A ja martwię się, że mam zalaną piwnicę...
Na szczęście w Oławie jakoś po mału się wszystko poprawia, woda wolno, ale zawsze, opada. Nie za ciekawa sytuacja jest jeszcze na osiedlu położonym tuż za wałem, gdyż przecieka on w kilku miejscach... ale mam nadzieję, że nie dojdzie do kolejnego nieszczęścia :)
Ale dosyć już o powodzi, czas pokazać, czym zajmowałam się przez ten czas, oprócz śledzenia wiadomości. Oj kartki latały, było dużo cięcia, szycia i klejenia...
Szczerze mówiąc, nawet nie pamiętam co i w jakiej kolejności było robione.
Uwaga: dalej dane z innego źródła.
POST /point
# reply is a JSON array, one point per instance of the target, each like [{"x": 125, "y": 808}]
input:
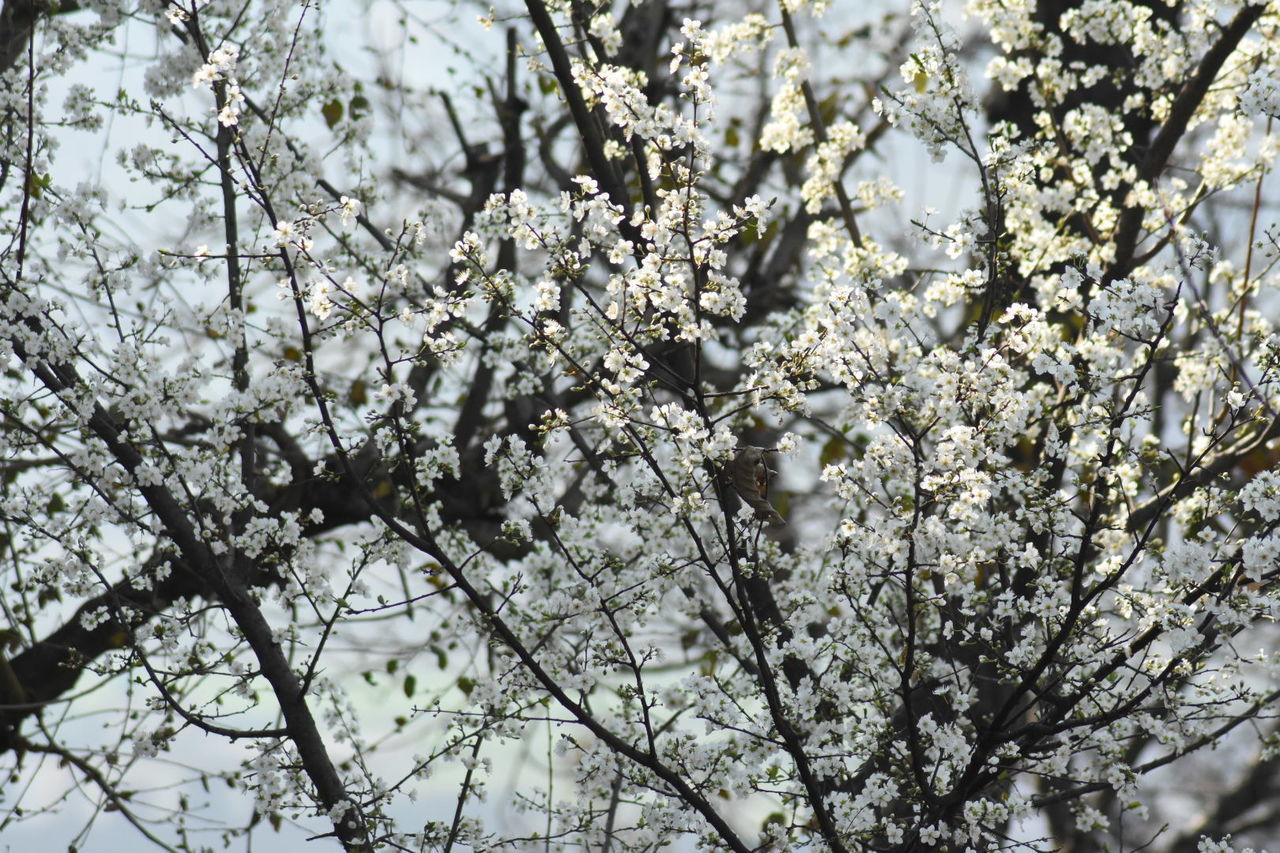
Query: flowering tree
[{"x": 636, "y": 464}]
Na poczatek album - pamiątka ślubna zrobiona głównie z ILSowej Czekolady.
Z racji tego, że zdjęć jest bardzo dużo, chociaż i tak nie wszystkie, które chciałam dać :) to w następnym poście umieszczę moje dalsze "stworki" z tego tygodnia.
Materiały:
dodatki - kwiatki i samoprzylepne perełki z Magdowa, tusz latarnia morska i papierowe kwiatki od Endiego, ozdobne ćwieki z Empiku, wstążeczki z pasmanterii, przeszycia wykonane przeze mnie.
Jak pisałam wcześniej, nie bardzo już pamiętam, co kiedy zrobiłam, ale jedno jest pewne - album był pierwszy ( to 18- sty i 19- sty dzień wyzwania majowego Michelle).